Bob, like so many who have written above, firstly "thank you" for bringing this to the world's stage! Secondly, why cant PETA or any other animal right group SIMPLY USE THEIR POWER AND POSITION AND RESPECT AMONGST the community to just go to this pathetic excuse for a park and CONFISCATE THE BEARS! There are several places that they could be retired to, PROPER SANCTUARIES that they can live out the remainder of their lives in peace, harmony and with natural surroundings! AND THEN CLOSE THESE MONGRELS DOWN, NEVER ALLOWING THEM TO LAY CLAIM TO ANOTHER ANIMAL AGAIN! And as for that idiot man handling that little bear cub, it wouldn't matter, as someone else suggested, if these people received a grant from the government to improve the state of the place, if you have horrible people like that working there, then what hope is there for the bears anyway ... they will always be treated cruelly!

Mystie   September 9th, 2009 5:21 pm ET

'Federal standards' are obviously not good enough.

Julee   September 9th, 2009 7:20 pm ET

The plight of the bears brings immense sadness and despair that there are people in the world who live without compassion and respect for all living creatures. Please help these bears escape their prison and give them a peaceful future to live out their lives in.

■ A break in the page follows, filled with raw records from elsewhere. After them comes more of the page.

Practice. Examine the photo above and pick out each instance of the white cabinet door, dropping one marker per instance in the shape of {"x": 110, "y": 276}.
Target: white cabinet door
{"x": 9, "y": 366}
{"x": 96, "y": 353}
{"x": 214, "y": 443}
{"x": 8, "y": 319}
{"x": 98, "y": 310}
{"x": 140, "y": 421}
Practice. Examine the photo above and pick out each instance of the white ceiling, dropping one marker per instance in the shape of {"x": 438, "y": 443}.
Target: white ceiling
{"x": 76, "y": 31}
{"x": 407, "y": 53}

Else Poulsen   September 21st, 2009 2:16 pm ET

This is not about people – this is about bears. Bears do not care about human politics or the human agenda, bears care that their genetic expectations are not being met. These bears are not living the lives they are meant to and they are showing their inability to deal with their hideous circumstances by pacing and exhibiting other stereotypies. Again – this is not about people – this is about bears!

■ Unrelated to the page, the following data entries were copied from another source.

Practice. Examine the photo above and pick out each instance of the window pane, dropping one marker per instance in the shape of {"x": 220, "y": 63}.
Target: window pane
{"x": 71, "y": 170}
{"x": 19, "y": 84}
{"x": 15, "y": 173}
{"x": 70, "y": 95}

Julie Gangloff   September 23rd, 2009 1:32 pm ET

There is an old Indian legend that says “When a human dies there is a bridge they must cross to enter into Heaven. At the head of that bridge awaits every animal that human encountered during their lifetime. The animals, based on what they know of this person, decide which humans may cross the bridge…and which are turned away.” I hope this legend is true because ultimately this will be their judgment regardless of what we are able or unable to do now.

larry young   September 7th, 2010 8:07 pm ET

the fact is: this is an example of government at it's worst. sadly, all congressmen/women do not write their own bills and do not oversee the writing of the regulations and rules which implement them. then, if you couple that with the inspectors who are hired as political favors, you have a recipe for disaster. our government works very well when all the participants uphold their responsibilities. the small percentage of those who are lazy, selfish, and opportunistic can very easily tarnish the hours of preparation and honest efforts of the high percentage of true statesmen. mr barker is an fellow american; no more than that. celebrities have influence over us common 'taters because we allow it. neshoba.

regina long   October 7th, 2010 9:33 pm ET

we are trying to save animals that have been mistreted and abused , we have a mortan building that is 75x 250 that needs to be brought up to code ,it sits on a 13 acre farm we love animals and need funding to save them.